Food production in Bangladesh kept pace with the growing population since Bangladesh has recovered from its chronic food deficit prevalent during the 1970s, according to the review led by Professor Siddiqur Osmani, a professor of development economics at Ulster University, UK. The report was recently launched at an event of the National Economic Council in the presence of the Finance Minister Mr AMA Muhith.


However 1 in 3 children still experiences stunting, while food insecurity and hunger affect 40 million people or a quarter of the population, of whom most do not have a sufficiently nutritious and diverse diet.

“Bangladesh has seen a dramatic increase in rice production but the persistence of an overall poor diet calls for the need to improve nutrition in social safety nets,” says Dr Tahmeed Ahmed, Senior Director of Nutrition and Clinical Services at icddr,b.

“This report also raises the importance of scaling up both nutrition-specific interventions, such as breastfeeding as well as nutrition-sensitive agricultural interventions that promote cultivation of pulses to deal with these concerns,” adds Dr Ahmed.

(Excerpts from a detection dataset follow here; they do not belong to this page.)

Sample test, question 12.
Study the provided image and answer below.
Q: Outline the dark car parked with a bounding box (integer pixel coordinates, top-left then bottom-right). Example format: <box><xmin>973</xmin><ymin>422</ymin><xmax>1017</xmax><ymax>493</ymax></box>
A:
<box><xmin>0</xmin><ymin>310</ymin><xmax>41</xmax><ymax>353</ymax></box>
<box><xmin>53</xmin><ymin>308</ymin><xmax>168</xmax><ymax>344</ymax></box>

Infographic from page 24 of the WFP strategic review.


In today’s world, climate change and other socioeconomic changes affect food security and nutrition, notes the report, further emphasising the need for a resilient agricultural sector.

Other factors such as the quality of water, sanitation, and hygiene (WASH) massively influences nutritional status of children and adults alike, stressed the report. The report also recommends ensuring a social protection system that leaves no one behind and recognising women as the key to achieving sustainable food security and nutrition.

The report also raised monetary concerns as undernutrition already costs Bangladesh more than US$1 billion in lost productivity every year and even more in health costs. Investing in food security and nutrition is a must for Bangladesh if it aspires to be a developed country by 2041. According to the report, these attempts would align the country to achieve the sustainable development goal to end hunger, achieve food security and improved nutrition, and promote sustainable agriculture.